Forse quello sarebbe stato un'esagerazione.
«Sinceramente non mi sembra una buona idea. Potrebbe denunciarci, è meglio non tirare troppo la corda» disse Dean rivolto a Lenny.
«È la preda o no?» si rivolse a me Eliot.
I suoi occhi neri mi trafissero e strinsi forte la mandibola conficcando le unghie nel pallone che avevo in mezzo alle gambe.
Mi autoconvinsi che quella strega ninfa dagli occhi viola se lo meritava e annuii. «Lo è.» sentenziai.
«Non è che ti vuoi tirare indietro vero?» domandò di nuovo Eliot.
Ebbi un rimbombo nel petto, lava liquida mi scese nelle vene, la sua domanda mi spiazzò.
Volevo fermarmi?
No, certo che no.
«Per quale motivo dovrei aver cambiato idea, sentiamo?» gli chiesi con gli occhi a due fessure.

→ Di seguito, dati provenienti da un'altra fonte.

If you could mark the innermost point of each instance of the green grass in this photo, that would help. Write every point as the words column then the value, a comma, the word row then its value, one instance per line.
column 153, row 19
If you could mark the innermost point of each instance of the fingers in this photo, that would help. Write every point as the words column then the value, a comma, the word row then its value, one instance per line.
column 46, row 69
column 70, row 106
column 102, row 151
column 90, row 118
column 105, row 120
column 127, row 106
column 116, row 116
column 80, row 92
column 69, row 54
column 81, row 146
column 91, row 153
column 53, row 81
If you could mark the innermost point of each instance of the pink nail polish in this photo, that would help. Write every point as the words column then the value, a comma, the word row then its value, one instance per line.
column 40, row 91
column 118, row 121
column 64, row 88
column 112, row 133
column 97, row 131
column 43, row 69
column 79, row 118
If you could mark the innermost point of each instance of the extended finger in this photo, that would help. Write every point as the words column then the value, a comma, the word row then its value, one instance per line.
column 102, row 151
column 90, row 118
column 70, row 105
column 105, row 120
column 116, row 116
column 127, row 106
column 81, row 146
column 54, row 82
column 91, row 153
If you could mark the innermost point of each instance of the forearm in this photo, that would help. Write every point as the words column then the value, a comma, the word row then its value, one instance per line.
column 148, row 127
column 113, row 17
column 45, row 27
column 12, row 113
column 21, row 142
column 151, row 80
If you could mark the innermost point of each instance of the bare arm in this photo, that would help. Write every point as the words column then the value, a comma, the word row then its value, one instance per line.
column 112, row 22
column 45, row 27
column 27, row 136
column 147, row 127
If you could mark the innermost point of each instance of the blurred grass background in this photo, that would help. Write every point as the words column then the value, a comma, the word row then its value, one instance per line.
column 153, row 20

Eliot sorrise, ma non fu un sorriso gentile, fu derisorio e diceva tanto. Intendeva che quella ragazza mi aveva fottuto e mi fece incazzare come una iena.

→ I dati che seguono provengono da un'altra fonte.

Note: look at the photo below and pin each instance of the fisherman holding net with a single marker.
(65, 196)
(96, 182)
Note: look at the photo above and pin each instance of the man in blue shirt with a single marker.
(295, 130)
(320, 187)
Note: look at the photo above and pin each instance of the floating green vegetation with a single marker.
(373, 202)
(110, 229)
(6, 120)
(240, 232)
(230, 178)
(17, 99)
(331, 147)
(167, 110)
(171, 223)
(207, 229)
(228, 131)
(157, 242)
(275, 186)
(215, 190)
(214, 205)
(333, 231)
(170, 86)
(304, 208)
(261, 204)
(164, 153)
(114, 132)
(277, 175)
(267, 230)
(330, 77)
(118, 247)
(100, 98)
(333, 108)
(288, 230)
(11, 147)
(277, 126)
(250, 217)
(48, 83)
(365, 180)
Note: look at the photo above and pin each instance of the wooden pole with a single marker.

«Cosa cazzo stai insinuando Eliot?» domandai a denti stretti. Avevo un fremito nella mandibola.
Lui scrollo le spalle ridendo con un verso di petto riversando la testa all'indietro. «Niente amico. Stai calmo.»
Conoscevo il mio amico, quando li frullava qualcosa in testa guardava con insistenza e a me quello sguardo non sfuggii affatto.
«Allora non dovevi guardarmi in quel modo, amico.» enfatizzai sulla parola amico.
Sospirò e si alzò con un balzo guardandosi le mani. «Penso che ti piaccia» concluse.
Aprii la bocca per un attimo sconvolto, poi mi destai e mi sbellicai dalle risate.
«Oh, ma hai ragione. Certo che mi piace, voglio scoparla» deviai la conversazione.
Anche gli altri si alzarono nello stesso momento che lo feci io andando in contro a muso lungo a Eliot. Ci misurammo con lo sguardo, eravamo della stessa altezza noi due, nonostante io avessi qualche massa in più di lui.
Il mio amico respirò dal naso dicendo: «Non intendo solo scoparla. Intendo proprio che ti piace, forse ti faresti accarezzare da lei. Carezze languide nei punti dove ti fa più male»
Non risposi più delle mie azioni. Il sangue mi prese fuoco, una vena sul collo e una sulla fronte mi si gonfiarono e le sentii pulsare, il respiro diventò denso ed io diedi un pugno con tutte le forze che avevo sulla mascella di Eliot.
Cadde a terra sorpreso, in realtà un po' se lo doveva aspettare, poiché aveva toccato un nervo scoperto con le sue parole.
Sputò sangue e rise sospirando subito dopo. Dean e Lenny si misero tra di noi.
«Caleb ma che cazzo!» esclamo Dean incredulo.
«Non osare mai più Eliot» lo minacciai con il respiro ansante, il mio torace si alzava e si abbassava velocemente.
Eliot mi guardò senza dire niente, strinse i denti e si allontanò nella direzione degli spogliatoi.
Cercai di calmarmi calciando la palla con un piede che finì per rimbalzare sul muro producendo un rumore di fondo. Presi la maglietta che era a terra e mi diressi spedito verso la macchina.
«Prepara tutto Lenny, facciamogliela pagare a quella troia dai capelli rossi» gli dissi e me ne andai con un pensiero fisso in testa.
Non avrei mai avuto pace neanche per dieci dannatissimi secondi.